2. 4721 sayılı Kanun'un “Sorumluluk” başlıklı 1007 nci maddesinin birinci fıkrası şöyledir:
“Tapu sicilinin tutulmasından doğan bütün zararlardan Devlet sorumludur.”
3. Yargıtay Hukuk Genel Kurulunun 18.11.2009 tarihli ve 2009/4 - 383 Esas, 2009/517 Karar sayılı kararında tapu işlemlerinin kadastro tespit işlemlerinden başlayarak birbirini takip eden işlemler olduğu, tapu kütüğünün oluşumu aşamasındaki kadastro işlemleri ile tapu işlemleri bir bütün oluşturduğundan bu kayıtlarda yapılan hatalardan 4721 sayılı Kanun'un 1007 nci maddesi anlamında Devletin sorumlu olduğunun kabulünün gerektiği, Devletin sorumluluğunun kusursuz sorumluluk olduğu, bu işlemler nedeniyle zarar görenlerin 4721 sayılı Kanun'un 1007 nci maddesi gereğince zararlarının tazmini için Hazine aleyhine adlî yargıda dava açabilecekleri belirtilmiştir.

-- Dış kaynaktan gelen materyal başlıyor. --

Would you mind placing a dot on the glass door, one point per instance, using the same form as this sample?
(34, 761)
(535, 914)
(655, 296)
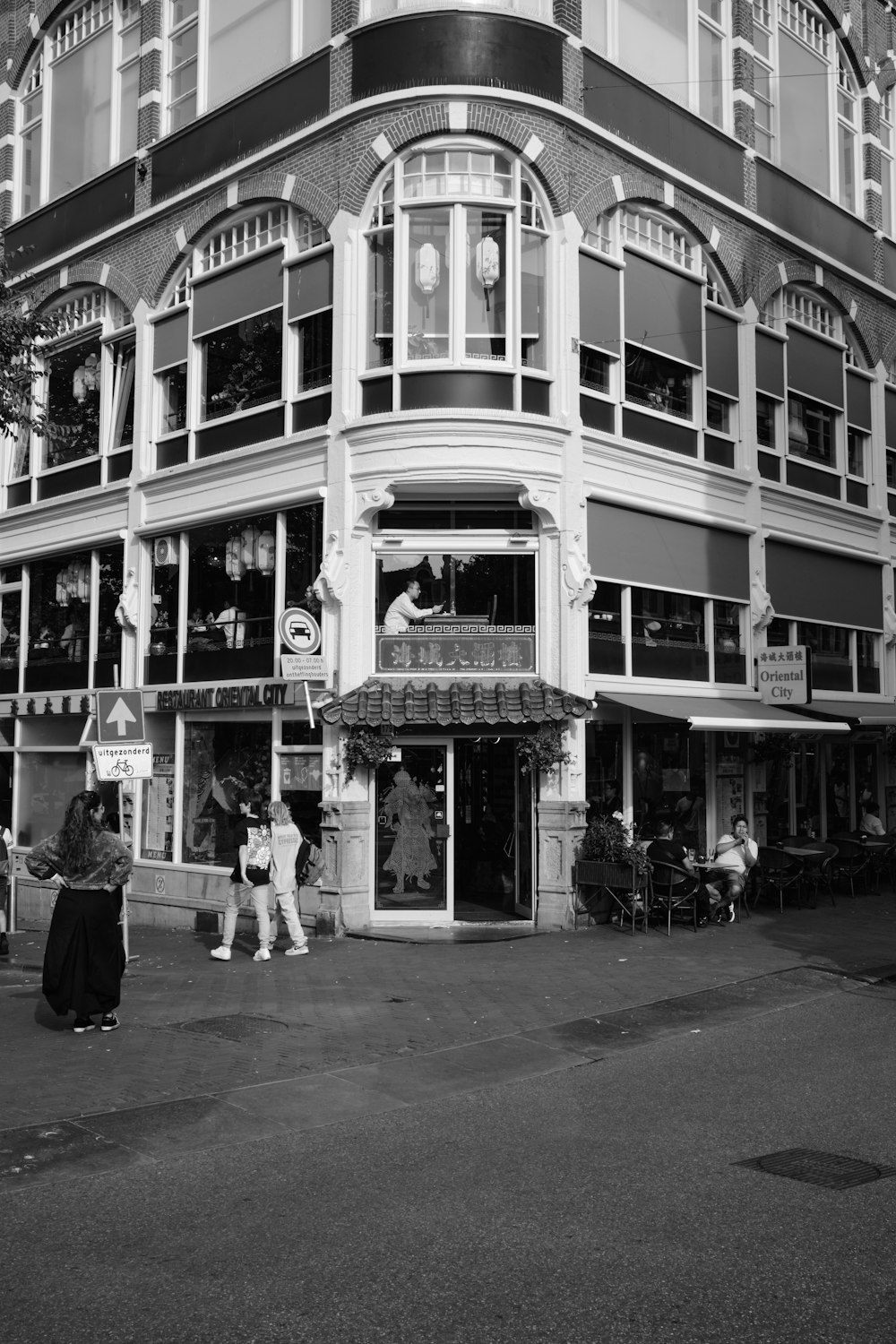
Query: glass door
(413, 878)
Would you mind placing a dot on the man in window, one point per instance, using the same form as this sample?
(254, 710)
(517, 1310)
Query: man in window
(402, 610)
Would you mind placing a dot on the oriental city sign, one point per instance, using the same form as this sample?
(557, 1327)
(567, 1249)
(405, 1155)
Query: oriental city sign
(258, 695)
(785, 675)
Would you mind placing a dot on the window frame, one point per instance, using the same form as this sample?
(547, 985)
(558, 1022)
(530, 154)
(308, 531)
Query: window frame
(300, 46)
(844, 91)
(249, 236)
(124, 18)
(667, 242)
(88, 316)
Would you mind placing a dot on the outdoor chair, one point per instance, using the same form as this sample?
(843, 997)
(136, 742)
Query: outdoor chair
(675, 892)
(850, 865)
(616, 886)
(780, 874)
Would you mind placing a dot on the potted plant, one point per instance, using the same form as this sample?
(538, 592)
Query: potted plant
(365, 749)
(607, 860)
(544, 750)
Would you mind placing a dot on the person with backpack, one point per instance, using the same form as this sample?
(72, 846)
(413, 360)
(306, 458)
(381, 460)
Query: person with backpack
(250, 879)
(288, 855)
(5, 844)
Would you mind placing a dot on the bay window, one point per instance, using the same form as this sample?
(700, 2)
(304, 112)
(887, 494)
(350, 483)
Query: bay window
(646, 632)
(657, 335)
(470, 287)
(807, 99)
(218, 47)
(676, 46)
(78, 109)
(247, 325)
(842, 659)
(86, 387)
(212, 610)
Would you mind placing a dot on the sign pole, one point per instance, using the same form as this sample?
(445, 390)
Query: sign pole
(125, 887)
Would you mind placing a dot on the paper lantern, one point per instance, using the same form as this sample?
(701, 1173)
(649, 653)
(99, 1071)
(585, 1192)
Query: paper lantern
(265, 553)
(247, 542)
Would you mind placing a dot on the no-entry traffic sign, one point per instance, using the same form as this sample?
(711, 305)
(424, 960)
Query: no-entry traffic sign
(120, 717)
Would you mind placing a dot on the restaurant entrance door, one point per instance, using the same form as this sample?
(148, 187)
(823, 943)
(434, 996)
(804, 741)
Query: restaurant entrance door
(493, 832)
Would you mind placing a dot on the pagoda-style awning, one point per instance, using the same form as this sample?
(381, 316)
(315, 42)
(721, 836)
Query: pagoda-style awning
(401, 704)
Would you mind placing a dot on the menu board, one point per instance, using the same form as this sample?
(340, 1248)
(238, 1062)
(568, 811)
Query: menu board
(159, 809)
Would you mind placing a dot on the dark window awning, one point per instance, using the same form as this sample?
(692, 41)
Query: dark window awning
(728, 715)
(866, 712)
(401, 704)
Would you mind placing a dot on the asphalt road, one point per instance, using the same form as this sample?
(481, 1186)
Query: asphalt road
(599, 1203)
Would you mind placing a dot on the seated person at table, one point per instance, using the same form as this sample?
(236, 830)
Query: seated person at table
(403, 610)
(665, 849)
(735, 855)
(871, 823)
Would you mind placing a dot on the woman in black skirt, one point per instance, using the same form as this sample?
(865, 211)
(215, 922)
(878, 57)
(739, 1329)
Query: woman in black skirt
(85, 959)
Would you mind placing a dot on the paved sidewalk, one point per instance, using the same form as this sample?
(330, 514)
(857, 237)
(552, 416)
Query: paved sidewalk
(194, 1027)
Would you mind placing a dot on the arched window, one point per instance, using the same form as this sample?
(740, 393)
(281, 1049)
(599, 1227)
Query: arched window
(457, 245)
(218, 47)
(78, 105)
(657, 336)
(373, 10)
(807, 99)
(677, 46)
(86, 389)
(813, 398)
(242, 349)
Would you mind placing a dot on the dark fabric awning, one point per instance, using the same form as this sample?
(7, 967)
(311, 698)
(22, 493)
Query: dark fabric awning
(723, 715)
(866, 712)
(419, 703)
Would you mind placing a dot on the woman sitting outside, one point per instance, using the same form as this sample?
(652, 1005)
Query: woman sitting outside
(735, 855)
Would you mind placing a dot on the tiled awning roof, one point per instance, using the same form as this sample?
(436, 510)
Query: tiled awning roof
(419, 703)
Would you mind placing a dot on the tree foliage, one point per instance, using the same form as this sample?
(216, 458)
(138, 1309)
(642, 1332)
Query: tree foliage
(22, 328)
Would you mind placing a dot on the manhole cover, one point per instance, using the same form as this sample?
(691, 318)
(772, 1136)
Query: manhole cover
(829, 1169)
(236, 1027)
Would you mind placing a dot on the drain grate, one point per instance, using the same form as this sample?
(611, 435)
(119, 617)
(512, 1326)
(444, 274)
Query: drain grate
(831, 1169)
(234, 1027)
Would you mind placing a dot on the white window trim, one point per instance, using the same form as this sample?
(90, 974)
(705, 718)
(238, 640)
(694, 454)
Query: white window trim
(42, 70)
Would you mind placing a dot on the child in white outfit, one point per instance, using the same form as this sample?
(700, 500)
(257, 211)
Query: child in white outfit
(285, 843)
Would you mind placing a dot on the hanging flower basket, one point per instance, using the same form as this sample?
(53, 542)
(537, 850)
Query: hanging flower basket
(544, 750)
(366, 749)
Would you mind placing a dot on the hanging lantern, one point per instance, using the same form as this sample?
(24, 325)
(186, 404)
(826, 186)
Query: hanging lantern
(234, 559)
(265, 554)
(80, 585)
(426, 269)
(487, 265)
(247, 540)
(91, 373)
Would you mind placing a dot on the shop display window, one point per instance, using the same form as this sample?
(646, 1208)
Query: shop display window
(230, 626)
(220, 757)
(47, 780)
(487, 623)
(158, 811)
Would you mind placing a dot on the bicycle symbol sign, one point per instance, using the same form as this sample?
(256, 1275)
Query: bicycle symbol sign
(131, 761)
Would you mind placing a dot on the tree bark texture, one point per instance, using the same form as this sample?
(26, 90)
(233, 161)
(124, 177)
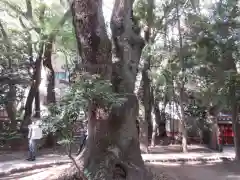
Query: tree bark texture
(11, 105)
(113, 141)
(144, 95)
(36, 80)
(47, 63)
(181, 85)
(235, 121)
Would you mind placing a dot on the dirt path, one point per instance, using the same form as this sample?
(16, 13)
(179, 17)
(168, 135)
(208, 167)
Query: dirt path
(224, 171)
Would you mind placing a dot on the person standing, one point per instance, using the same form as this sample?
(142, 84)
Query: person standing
(83, 140)
(34, 134)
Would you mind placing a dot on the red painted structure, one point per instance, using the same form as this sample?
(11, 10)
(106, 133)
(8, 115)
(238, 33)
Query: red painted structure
(226, 134)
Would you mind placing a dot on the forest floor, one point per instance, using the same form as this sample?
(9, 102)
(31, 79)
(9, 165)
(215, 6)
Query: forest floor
(46, 164)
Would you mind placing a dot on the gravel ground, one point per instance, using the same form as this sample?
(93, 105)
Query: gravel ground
(223, 171)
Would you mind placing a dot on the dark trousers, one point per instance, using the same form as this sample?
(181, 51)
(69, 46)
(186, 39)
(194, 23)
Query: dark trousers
(32, 145)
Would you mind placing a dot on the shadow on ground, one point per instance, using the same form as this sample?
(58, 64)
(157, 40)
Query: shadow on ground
(184, 171)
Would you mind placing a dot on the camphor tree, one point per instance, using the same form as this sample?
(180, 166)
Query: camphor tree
(113, 141)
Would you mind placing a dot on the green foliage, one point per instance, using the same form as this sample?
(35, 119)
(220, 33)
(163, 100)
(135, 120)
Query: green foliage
(86, 89)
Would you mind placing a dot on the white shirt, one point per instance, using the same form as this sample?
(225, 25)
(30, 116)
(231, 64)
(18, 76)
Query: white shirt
(35, 132)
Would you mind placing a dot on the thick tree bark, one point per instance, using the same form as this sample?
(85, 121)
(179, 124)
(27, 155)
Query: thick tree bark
(11, 106)
(144, 93)
(181, 86)
(37, 104)
(235, 122)
(47, 63)
(144, 96)
(36, 80)
(113, 141)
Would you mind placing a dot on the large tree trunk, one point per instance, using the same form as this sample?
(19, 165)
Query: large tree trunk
(235, 122)
(11, 106)
(47, 63)
(145, 85)
(144, 95)
(181, 85)
(36, 80)
(155, 120)
(113, 141)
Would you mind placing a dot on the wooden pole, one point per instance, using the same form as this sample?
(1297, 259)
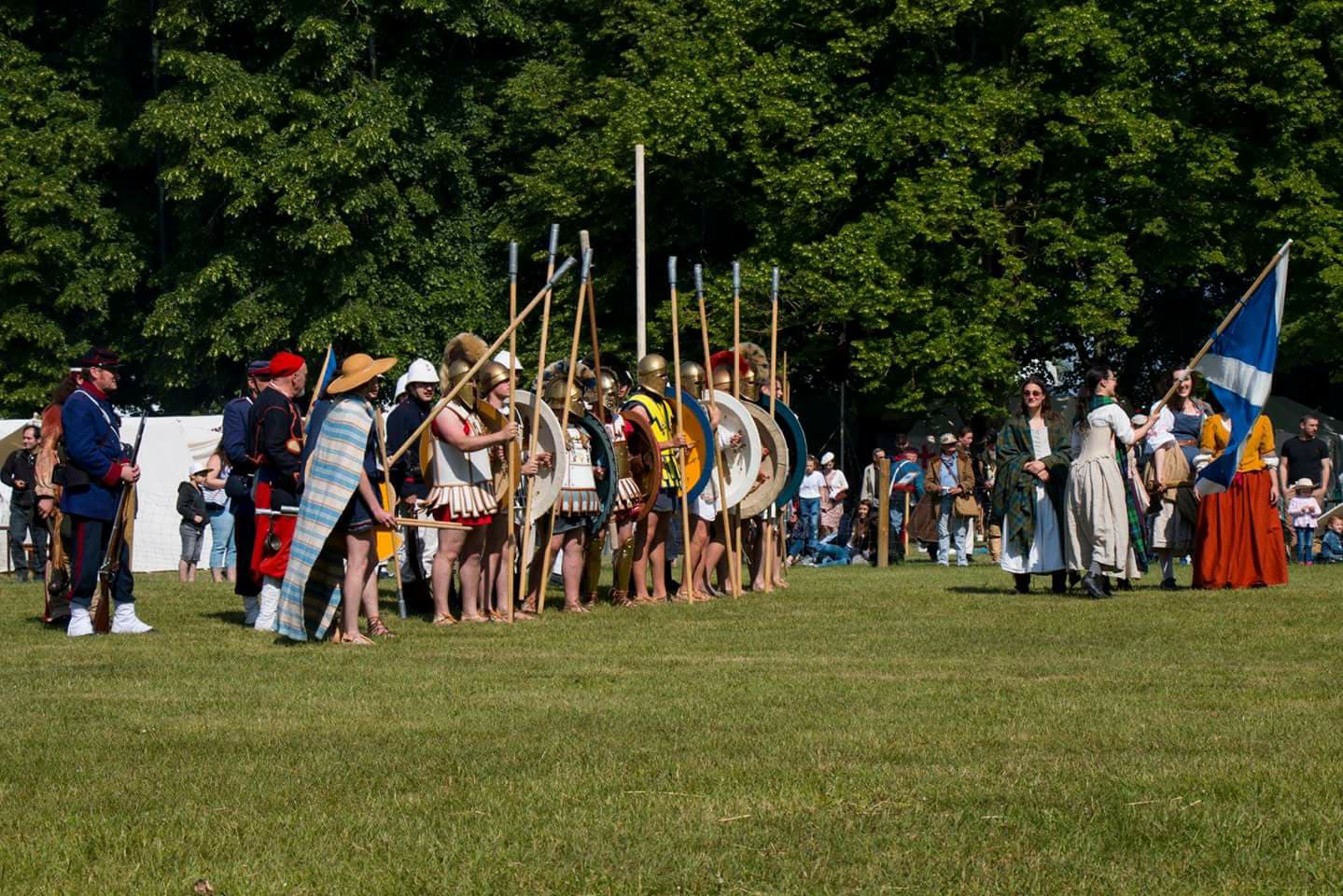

4. 4721 sayılı Kanun'un 1007 nci maddesi uyarınca kabul edilen Devletin sorumluluğu, tapu sicilinin önemi ve kişilerin bu sicile olan güven duygularını sağlamak bakımından aynî hakkının saptanması, herkese açık tutulmasında tekel hakkı sağlayan bir sicil olması esasına dayanmaktadır. Bu sorumluluk, asıl ve nesnel (objektif) bir sorumluluk olduğundan zarara uğrayan zararının ödetilmesini doğrudan Devletten isteyebilir.
5. 4721 sayılı Kanun'un 1007 nci maddesi gereğince açılan davalarda, tapu kaydının iptali nedeniyle tapu sahibinin oluşan gerçek zararı neyse tazminatın miktarı da o kadar olmalıdır. Gerçek zarar, tapu kaydının iptali nedeniyle tapu malikinin mal varlığında meydana gelen azalmadır. Tazminat miktarı zarar verici eylem gerçekleşmemiş olsaydı zarar görenin mal varlığı ne durumda olacak idiyse aynı durumun tesis edilebileceği miktarda olmalıdır. Zarara uğrayan kişinin gerçek zararı ise tazminat miktarının belirlenmesinde esas alınacak değerlendirme tarihine göre belirlenecek olup bu tarihe göre tapusu iptal edilen taşınmazın niteliği ve değeri belirlenmelidir. Taşınmazın niteliği arazi ise net gelir metodu yöntemi ilearsa vasfında ise değerlendirme gününden önceki özel amacı olmayan emsal satışlara göre hesaplanması suretiyle gerçek değer belirlenmelidir.
6. 2942 sayılı Kanun'un 11 inci maddesi.
7.3621 sayılı Kanun'nun ilgili maddeleri.
3. Değerlendirme
1. Bölge adliye mahkemelerinin nihai kararlarının bozulması 6100 sayılı Kanun'un 371 inci maddesi ile 369 uncu maddesinin birinci fıkrasında yer alan sebeplerden birinin varlığı hâlinde mümkündür.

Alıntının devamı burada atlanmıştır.